Our studies have found that following electro-elution there is no detectable PrPsc present in the electrolyte buffer (see Figure 3), which suggests the PrPsc molecule is undergoing some form of degradation. Further investigation is required to determine whether the electro-elution process does indeed destroy the infectious agent that causes the TSE disease.

[[HHE07_fig3_T26]]

Conclusion
Taking into account the stubborn nature of TSE material this relatively simple approach to the problem seems to have had quite unexpected results. These pilot studies suggest that electro-elution may be a simple, effective and economical procedure of removing TSE infectious deposits from the surfaces of stainless-steel surgical instruments. 
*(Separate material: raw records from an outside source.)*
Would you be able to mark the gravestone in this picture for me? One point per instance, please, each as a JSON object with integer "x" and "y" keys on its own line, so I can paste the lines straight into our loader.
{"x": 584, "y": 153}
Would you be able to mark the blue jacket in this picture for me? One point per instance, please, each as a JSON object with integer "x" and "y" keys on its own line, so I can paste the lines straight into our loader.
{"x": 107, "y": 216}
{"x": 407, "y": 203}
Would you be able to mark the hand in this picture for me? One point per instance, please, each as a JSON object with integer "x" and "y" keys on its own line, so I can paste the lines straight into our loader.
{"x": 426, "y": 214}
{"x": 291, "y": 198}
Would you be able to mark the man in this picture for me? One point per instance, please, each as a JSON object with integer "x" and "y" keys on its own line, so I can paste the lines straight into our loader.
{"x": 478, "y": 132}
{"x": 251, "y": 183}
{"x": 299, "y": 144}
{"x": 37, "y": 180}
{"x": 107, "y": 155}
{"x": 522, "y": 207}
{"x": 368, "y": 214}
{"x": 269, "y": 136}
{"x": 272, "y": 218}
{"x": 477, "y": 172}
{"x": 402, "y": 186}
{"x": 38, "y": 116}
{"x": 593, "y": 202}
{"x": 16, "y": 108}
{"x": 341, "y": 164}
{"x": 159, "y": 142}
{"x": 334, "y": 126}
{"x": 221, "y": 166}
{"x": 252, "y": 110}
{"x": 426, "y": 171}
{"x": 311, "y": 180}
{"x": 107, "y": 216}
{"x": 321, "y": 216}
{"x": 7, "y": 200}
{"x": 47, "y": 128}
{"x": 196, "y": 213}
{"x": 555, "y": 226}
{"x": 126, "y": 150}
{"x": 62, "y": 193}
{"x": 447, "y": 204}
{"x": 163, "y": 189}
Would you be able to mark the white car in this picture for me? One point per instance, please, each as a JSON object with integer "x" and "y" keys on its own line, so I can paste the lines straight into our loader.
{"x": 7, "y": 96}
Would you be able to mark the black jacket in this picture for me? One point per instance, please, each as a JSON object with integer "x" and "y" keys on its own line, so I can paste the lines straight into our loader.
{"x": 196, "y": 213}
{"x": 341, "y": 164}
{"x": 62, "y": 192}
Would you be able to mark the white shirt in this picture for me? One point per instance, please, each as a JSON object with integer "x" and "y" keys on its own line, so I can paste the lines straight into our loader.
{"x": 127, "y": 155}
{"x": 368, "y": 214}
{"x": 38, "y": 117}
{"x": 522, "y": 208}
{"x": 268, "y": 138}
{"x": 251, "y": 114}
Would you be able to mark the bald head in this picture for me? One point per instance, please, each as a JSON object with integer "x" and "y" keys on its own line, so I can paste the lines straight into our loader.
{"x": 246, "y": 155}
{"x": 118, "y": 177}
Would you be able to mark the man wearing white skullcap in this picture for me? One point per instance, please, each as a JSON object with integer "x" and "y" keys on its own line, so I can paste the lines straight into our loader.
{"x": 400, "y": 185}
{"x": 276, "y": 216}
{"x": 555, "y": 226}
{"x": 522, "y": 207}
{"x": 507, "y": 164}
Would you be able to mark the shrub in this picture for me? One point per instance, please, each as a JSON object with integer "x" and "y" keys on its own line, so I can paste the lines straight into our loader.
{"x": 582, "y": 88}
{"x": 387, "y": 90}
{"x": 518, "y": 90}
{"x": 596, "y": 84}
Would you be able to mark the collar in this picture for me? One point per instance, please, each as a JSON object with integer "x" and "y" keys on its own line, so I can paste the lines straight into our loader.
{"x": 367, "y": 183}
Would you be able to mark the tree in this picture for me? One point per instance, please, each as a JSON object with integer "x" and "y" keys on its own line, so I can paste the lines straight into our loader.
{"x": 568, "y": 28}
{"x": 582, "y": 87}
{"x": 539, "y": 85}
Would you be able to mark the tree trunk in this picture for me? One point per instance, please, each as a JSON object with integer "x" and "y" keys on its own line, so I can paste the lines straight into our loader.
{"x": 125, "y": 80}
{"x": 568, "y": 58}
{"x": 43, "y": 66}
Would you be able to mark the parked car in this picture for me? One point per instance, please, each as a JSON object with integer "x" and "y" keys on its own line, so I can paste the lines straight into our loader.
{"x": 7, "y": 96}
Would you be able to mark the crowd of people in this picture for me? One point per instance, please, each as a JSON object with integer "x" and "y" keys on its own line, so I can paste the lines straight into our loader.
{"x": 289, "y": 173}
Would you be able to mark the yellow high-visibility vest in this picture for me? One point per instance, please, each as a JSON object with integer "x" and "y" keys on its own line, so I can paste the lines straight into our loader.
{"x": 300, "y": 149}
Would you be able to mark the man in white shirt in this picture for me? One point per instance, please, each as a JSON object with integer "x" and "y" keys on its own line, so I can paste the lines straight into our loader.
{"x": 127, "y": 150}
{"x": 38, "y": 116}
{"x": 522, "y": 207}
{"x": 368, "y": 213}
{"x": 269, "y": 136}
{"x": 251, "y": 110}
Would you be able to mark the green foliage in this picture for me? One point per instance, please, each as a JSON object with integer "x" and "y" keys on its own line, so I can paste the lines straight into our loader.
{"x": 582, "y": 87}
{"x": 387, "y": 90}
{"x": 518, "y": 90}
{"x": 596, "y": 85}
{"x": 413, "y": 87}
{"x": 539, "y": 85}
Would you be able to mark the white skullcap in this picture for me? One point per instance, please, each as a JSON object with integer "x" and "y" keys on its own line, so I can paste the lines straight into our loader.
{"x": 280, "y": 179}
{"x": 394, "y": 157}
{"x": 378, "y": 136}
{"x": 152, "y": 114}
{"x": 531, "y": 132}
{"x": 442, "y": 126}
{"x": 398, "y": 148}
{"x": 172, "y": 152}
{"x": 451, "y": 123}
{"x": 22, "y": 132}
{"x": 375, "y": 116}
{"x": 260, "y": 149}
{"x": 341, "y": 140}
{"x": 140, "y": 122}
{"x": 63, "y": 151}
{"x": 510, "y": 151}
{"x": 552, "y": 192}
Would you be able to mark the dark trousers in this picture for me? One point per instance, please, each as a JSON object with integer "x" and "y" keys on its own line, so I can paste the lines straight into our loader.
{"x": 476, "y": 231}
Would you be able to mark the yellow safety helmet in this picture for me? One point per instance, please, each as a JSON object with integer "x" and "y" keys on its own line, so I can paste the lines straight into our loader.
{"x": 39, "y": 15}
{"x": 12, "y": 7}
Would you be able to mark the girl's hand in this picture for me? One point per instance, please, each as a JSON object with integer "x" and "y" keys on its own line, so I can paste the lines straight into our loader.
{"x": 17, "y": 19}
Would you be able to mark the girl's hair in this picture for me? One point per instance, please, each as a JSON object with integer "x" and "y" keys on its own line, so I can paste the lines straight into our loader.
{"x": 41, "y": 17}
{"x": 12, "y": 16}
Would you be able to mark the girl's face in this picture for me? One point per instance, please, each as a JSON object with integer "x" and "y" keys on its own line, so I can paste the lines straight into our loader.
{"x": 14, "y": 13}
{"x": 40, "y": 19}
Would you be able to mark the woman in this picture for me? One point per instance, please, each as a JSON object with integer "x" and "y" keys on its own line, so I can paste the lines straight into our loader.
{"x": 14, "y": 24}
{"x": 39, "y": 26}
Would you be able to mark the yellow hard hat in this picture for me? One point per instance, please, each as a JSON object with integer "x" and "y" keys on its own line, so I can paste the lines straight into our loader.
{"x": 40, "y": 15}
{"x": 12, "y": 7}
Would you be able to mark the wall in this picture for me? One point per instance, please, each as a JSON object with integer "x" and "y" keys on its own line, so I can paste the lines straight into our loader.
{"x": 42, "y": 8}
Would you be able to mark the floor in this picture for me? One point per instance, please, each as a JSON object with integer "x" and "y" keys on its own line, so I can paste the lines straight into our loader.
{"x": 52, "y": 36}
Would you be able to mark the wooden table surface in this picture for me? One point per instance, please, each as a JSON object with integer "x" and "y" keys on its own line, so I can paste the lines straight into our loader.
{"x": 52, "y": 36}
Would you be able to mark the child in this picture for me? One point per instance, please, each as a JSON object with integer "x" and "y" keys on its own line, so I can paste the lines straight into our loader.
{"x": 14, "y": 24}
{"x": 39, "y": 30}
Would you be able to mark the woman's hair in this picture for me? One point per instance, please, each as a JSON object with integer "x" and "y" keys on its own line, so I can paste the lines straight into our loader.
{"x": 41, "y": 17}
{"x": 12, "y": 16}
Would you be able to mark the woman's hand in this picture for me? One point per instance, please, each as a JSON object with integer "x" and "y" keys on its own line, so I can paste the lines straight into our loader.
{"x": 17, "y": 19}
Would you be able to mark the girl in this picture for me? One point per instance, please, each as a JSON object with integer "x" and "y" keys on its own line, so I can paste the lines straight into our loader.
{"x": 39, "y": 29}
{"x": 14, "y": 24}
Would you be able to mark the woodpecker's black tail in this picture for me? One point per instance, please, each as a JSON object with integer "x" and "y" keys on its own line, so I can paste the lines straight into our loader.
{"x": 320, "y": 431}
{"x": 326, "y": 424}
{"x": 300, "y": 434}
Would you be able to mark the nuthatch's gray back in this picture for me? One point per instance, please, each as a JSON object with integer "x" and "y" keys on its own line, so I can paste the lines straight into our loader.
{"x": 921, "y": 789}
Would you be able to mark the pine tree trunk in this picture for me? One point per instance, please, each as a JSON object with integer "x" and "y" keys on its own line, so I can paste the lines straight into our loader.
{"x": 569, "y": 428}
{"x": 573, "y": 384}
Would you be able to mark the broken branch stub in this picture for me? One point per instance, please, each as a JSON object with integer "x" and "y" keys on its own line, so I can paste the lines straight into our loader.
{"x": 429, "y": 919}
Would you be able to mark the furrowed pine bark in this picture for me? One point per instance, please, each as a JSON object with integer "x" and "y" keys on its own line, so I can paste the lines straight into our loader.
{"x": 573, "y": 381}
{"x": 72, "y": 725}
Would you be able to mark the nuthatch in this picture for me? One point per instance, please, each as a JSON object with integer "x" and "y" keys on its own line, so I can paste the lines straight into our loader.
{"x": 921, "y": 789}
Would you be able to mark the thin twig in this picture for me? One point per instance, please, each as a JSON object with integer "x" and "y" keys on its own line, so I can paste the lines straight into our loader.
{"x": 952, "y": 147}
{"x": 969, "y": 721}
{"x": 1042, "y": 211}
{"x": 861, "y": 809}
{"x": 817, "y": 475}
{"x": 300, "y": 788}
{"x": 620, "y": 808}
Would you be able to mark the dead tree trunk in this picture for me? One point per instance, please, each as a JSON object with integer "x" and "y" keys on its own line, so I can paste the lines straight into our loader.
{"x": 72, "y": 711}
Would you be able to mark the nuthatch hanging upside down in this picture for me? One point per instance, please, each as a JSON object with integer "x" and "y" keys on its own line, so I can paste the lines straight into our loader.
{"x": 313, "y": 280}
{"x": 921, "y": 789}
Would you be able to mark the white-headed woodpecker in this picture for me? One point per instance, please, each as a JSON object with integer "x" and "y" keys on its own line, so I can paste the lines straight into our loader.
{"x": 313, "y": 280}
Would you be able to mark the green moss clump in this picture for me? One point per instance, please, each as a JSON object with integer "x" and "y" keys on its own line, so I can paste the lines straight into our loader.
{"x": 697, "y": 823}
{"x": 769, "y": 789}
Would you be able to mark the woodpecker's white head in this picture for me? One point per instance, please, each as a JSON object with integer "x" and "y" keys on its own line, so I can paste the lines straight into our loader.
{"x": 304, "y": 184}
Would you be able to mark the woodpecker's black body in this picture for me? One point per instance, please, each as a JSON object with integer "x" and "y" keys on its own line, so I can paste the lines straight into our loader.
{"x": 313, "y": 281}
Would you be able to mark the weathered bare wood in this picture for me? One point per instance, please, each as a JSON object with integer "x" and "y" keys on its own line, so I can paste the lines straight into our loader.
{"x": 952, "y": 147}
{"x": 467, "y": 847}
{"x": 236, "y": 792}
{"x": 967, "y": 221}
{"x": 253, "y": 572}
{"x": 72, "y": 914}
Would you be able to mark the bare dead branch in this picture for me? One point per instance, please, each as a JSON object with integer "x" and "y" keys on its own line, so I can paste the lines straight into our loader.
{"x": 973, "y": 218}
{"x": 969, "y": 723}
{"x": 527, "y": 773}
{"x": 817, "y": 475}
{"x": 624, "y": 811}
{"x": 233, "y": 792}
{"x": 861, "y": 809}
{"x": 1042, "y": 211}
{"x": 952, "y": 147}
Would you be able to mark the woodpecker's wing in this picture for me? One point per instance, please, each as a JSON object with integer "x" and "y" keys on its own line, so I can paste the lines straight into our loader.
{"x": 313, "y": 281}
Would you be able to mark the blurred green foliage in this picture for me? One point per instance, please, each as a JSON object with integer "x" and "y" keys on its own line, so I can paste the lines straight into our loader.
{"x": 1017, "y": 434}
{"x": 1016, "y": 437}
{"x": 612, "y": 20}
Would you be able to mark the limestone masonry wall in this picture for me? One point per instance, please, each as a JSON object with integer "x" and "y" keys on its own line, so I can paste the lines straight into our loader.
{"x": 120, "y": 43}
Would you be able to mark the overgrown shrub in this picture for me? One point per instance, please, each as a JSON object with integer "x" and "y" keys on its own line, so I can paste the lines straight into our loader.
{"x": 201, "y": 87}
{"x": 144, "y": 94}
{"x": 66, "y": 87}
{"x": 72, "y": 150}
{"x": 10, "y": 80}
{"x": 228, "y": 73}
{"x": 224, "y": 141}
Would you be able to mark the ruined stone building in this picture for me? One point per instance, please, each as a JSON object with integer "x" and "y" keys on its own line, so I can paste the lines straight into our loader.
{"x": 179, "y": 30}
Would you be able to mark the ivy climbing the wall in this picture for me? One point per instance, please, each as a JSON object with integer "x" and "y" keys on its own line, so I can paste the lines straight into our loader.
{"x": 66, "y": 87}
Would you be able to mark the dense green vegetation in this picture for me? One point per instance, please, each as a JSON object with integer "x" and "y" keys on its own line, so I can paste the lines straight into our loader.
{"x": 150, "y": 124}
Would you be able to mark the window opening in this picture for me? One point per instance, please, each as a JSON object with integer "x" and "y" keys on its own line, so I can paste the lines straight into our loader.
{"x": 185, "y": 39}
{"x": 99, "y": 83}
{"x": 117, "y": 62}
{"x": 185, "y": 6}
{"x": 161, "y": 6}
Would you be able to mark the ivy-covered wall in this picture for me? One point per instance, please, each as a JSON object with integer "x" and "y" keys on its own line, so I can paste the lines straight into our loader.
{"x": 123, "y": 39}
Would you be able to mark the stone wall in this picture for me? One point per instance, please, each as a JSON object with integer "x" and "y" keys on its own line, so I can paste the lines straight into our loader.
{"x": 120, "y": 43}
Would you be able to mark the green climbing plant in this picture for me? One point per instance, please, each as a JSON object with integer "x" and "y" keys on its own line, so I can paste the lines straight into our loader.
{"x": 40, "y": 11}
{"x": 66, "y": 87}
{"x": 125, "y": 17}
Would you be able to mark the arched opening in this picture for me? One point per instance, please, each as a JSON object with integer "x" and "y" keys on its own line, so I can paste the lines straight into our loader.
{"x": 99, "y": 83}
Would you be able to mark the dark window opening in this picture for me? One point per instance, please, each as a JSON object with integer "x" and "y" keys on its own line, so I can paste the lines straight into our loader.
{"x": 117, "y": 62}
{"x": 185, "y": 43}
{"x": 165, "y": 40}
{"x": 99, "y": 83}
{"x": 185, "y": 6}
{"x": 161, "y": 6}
The simplicity of the electro-elution process means that it could be used in conjunction with current sterilisation techniques to recycle high-risk surgical instruments. Work is already underway to determine whether the process can be incorporated into existing washer-disinfectors employed by hospital sterilisation departments.

Acknowledgements
We would like to thank Karen Fernie (Neuropathogenesis Unit, Roslin Institute) and Frank Prior (Synergy Health Group) for their assistance in the invention and development of the electro-elution process.  We gratefully acknowledge that part of this research was funded by the Department of Health, UK.

References

  1. Taylor DM. Inactivation of transmissible degenerative encephalopathy agents: a review. Vet J 2000;159(1):10-7.
  2. Flechsig E, Hegyi I, Enari M, Schwarz P, Collinge J, Weissman C. Transmission of scrapie by steel surface bound prions. Mol Med 2001;7(10):679-84.
  3. ACDP/SEAC. Transmissible spongiform encephalopathy agents: safe working and the prevention of infection. London, UK: The Stationery Office; 1998.
  4. Ironside JW. Neuropathology of variant Creutzfeldt–Jakob disease. C R Biol 2002;325(1):27-31.
  5. Ironside JW, McCardle L, Horsburgh A, Lim Z, Head MW. Pathological diagnosis of variant Creutzfeldt–Jakob disease. APMIS 2002; 110:(1):79-87. Review.
  6. Ironside JW. Variant Creutzfeldt–Jakob disease: risk of transmission by blood transfusion and blood therapies. Haemophilia 2006 Mar;12 Suppl 1:8-15; discussion 26-8.
  7. Hilton DA. Pathogenesis and prevalence of variant Creutzfeldt–Jakob disease. J Pathol 2006; 208(2):134-41. Review.
  8. Prior FGR. Apparatus and method for electrolytic cleaning. British Patent Application 2005. 0423817.6 and 0423339.1.
  9. Plinston C, Fernie K, Prior F, Smith R. Electro-elution, a novel method to remove transmissible spongiform encephalopathy-associated PrPsc from stainless steel surgical instruments. J Hosp Infect 2007;66(1):52-8.